Abstract

This month’s article from Grace Castronov on the doctor wellbeing toolkit chimes with the oft-described worldwide public health crisis: Physician burnout. It gives excellent advice and raises a few questions. How well are we looking after ourselves? Who else looks after doctors’ wellbeing? How well can we care for patients if nobody cares for us?
Many of you are just embarking on careers, learning about general practice, considering where you might fit in, but also how work might fit into a good and balanced life, whatever that might be! Is now a good time to look ahead and consider a truly person-centred approach to holistic healthcare, one that permeates every level of healthcare and considers patients, individual doctors, the team, the organisation and the country as a whole? Caroline Elton, a freelance psychologist, considers that we and the NHS need such a holistic approach and that we might have something to learn from contemporary approaches to another public health problem, infection control, when considering physician burnout (Elton, 2019). She reminds us that measures to improve wellbeing often concentrate on individuals, even though research highlights the organisational origins of physician burnout. In the United States some health institutions are appointing chief wellness officers to help reduce physician burnout.
What does this mean for UK general practice and the NHS? Caroline Elton cites examples of an erosion of informal, supportive structures within training (the doctor’s mess, the old style ‘firm’, smaller medical schools) and some less supportive trends (short rotations and doctors living off-site in unfamiliar cities). All unintended consequences of well-intentioned change. We may be able to answer some of these questions by enabling supportive measures at the individual and practice level. We may do so by initiating efforts within new and emerging organisational structures. Dare I say, within primary care networks? But be careful. Let’s not make things worse, unintentionally damaging what works while trying to solve some problems.
So, while wellbeing can be addressed at the individual level, we must not neglect other causes of burnout within our practices and more widely that erode patient and doctor satisfaction. For example, we might choose to better protect what lies at the heart of an important, satisfying job: The traditional consultation. We might choose to stand up for a greater good and resist the unintended consequences of simplistic solutions to lack of capacity in general practice cited by Roger Neighbour (Neighbour, 2019). Does less continuity of care erode patient satisfaction (‘Why don’t people love us like they used to?’) and the wellbeing of doctors? And what is more, do better consultations help prevent physician burnout? I suggest they do, in many ways.

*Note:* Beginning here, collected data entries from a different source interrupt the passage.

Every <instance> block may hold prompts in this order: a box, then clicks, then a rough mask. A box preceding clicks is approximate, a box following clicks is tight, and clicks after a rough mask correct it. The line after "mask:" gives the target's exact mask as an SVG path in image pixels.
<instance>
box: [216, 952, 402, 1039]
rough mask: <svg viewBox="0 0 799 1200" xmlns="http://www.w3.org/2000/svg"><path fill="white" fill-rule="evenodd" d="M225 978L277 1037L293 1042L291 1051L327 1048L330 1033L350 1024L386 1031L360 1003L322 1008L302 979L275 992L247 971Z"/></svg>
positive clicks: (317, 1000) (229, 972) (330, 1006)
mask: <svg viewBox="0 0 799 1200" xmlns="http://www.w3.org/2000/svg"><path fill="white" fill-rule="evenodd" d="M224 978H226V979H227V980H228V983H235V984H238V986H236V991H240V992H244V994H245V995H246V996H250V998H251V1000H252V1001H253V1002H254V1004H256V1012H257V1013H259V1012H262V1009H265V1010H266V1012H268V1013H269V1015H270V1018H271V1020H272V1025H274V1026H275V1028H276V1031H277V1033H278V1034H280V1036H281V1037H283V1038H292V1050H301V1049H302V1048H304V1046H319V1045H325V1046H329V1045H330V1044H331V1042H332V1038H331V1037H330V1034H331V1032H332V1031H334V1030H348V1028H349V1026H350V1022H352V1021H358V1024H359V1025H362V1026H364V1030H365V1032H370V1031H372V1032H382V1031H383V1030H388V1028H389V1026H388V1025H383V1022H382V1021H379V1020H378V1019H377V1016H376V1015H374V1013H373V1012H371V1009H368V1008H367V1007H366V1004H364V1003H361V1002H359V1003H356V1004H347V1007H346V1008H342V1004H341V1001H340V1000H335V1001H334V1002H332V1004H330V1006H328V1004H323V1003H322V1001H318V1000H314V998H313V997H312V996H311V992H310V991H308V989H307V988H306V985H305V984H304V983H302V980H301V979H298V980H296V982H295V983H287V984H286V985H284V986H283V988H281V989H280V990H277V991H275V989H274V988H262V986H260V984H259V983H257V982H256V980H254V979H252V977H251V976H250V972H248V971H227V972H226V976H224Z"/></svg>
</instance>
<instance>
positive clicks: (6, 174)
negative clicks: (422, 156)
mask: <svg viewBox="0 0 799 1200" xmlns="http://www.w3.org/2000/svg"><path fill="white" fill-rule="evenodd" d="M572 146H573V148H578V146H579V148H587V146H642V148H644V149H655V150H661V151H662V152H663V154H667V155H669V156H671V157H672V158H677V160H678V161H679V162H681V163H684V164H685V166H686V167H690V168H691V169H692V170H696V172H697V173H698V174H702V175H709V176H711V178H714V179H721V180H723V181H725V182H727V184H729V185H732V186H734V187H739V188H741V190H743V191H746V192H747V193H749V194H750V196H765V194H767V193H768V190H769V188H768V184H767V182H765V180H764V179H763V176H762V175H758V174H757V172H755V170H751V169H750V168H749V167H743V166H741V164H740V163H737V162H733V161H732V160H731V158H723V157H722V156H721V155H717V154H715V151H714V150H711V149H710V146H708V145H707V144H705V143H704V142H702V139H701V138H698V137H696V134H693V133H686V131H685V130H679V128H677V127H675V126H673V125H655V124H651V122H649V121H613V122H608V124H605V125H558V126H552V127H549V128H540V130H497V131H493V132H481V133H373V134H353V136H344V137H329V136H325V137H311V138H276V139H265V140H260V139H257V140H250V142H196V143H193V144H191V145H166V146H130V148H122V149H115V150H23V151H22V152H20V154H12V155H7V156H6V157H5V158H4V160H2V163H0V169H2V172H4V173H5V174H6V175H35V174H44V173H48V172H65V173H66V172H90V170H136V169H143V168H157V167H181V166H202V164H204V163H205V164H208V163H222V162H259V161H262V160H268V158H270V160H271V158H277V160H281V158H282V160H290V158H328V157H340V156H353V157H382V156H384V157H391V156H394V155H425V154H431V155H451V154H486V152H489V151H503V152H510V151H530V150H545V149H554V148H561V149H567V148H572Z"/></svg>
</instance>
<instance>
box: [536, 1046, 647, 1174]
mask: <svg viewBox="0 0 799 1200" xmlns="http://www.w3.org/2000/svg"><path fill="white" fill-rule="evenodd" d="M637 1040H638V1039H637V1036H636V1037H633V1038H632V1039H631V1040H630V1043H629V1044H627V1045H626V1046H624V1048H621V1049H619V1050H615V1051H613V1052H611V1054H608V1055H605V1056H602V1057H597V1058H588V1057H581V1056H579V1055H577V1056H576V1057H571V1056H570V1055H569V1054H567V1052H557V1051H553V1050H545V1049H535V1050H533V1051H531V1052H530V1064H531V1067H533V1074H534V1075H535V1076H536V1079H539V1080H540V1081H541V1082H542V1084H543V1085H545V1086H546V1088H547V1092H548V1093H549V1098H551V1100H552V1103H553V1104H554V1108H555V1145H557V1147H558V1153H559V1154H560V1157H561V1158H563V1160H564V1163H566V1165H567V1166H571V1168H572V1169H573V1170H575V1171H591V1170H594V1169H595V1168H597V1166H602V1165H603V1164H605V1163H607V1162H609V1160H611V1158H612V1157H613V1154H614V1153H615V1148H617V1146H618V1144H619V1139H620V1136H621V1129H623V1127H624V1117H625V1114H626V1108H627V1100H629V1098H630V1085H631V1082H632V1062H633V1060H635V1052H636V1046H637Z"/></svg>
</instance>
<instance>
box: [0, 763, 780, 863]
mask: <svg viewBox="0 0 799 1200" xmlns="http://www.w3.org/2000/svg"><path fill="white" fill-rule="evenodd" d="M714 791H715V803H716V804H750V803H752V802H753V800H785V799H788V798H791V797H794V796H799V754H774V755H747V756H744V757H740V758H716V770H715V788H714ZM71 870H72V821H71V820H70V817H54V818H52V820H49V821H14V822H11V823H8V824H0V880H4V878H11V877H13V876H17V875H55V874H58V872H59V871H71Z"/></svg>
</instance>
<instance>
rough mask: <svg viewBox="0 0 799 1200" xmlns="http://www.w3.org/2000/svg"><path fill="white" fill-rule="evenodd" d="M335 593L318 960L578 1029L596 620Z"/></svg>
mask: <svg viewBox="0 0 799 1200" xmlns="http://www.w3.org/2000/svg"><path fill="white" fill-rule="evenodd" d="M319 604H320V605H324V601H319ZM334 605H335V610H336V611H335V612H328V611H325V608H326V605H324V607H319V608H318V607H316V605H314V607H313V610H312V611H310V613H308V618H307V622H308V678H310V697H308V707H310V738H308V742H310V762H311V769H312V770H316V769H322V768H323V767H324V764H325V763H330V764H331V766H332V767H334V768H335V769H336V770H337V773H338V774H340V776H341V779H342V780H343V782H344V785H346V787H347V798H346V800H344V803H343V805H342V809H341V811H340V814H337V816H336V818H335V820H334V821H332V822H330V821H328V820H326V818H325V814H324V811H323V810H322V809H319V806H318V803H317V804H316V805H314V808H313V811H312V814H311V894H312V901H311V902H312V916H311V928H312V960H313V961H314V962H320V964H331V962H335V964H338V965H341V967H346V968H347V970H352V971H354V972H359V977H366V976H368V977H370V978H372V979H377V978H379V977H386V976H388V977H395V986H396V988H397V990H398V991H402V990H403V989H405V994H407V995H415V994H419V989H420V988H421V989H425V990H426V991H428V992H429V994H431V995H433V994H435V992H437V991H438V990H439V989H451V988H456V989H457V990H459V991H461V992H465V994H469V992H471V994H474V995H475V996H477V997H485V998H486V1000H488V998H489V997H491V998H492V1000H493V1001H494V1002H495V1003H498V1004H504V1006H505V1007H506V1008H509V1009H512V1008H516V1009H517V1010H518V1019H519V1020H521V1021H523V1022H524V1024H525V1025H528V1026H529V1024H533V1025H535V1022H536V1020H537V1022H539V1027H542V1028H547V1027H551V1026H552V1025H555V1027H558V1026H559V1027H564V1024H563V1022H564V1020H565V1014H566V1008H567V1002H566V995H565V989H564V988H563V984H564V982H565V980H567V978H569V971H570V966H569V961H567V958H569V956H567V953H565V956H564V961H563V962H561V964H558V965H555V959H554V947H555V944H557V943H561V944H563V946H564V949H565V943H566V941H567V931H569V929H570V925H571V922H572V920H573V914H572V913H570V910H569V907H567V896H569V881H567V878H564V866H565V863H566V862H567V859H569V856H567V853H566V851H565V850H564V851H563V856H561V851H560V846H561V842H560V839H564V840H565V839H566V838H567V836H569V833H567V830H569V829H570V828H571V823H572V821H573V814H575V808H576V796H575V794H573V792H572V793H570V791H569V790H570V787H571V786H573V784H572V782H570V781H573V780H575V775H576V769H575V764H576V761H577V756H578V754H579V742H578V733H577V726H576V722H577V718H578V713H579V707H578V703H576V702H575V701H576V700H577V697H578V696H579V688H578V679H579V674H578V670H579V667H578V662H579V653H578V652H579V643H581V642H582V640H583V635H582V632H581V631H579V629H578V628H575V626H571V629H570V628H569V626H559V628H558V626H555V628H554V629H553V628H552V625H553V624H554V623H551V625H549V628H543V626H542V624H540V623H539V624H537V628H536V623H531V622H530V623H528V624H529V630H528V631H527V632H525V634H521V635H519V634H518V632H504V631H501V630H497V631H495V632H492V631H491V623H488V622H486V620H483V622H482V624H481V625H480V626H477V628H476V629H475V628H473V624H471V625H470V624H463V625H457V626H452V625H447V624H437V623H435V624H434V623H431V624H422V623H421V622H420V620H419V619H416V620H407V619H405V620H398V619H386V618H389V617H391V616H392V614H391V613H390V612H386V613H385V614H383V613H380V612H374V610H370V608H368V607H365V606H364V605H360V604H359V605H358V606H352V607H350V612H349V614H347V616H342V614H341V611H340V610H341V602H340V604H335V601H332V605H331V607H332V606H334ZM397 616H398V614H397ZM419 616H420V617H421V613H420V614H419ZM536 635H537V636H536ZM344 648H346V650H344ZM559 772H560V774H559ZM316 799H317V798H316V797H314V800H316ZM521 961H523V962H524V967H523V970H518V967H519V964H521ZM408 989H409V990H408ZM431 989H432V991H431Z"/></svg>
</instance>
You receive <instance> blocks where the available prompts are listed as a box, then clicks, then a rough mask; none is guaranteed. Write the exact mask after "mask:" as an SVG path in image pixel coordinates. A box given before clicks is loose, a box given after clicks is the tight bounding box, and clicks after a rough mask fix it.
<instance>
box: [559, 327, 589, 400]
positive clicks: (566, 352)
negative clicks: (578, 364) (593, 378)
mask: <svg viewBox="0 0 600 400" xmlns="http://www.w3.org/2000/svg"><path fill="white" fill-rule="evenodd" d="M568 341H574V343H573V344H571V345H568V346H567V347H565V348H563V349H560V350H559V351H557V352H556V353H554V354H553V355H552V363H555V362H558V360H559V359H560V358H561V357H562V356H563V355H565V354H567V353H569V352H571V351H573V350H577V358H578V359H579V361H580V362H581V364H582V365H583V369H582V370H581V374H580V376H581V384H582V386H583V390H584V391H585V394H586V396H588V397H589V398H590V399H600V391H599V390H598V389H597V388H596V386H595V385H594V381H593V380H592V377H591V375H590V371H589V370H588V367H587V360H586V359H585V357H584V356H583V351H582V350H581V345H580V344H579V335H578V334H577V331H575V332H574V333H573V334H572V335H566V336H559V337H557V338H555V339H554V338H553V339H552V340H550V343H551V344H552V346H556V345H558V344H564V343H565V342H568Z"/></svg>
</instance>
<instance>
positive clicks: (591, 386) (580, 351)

The majority of patients with advanced incurable disease are cared for by their families and by GPs. Palliative care, like much of our work, needs a holistic approach with effective communication, advanced care planning and respect for patient autonomy.
This month we feature two excellent articles that consider aspects of palliative care in this context. Amarjodh Landa considers fatigue and lethargy and Monica Kumar looks at the management of gastrointestinal symptoms.
Many of us will learn everything we know about many subjects from a GP perspective, when the knowledge and skills overlap with another specialty. Two very helpful articles on common ENT problems, otorrhoea by Mark Newton and Paraskevi Tsirevelou and blocked ears by Oliver Wright et al., describe conditions mostly managed in primary care. These articles exemplify the need to manage patients with common ailments with the ability to recognise when referral to secondary care, occasionally with some urgency, is necessary.
It can be a diagnostic challenge to identify patients with cardiomyopathy. Gregor Moncrieff et al. provide a detailed review to assist diagnosis and timely referral, but also to inform the longer-term management of patients and their families affected by cardiomyopathy. And what of the consultation, so central to our work? Dan Turley and Neil Metcalf consider some ethical challenges to make us think.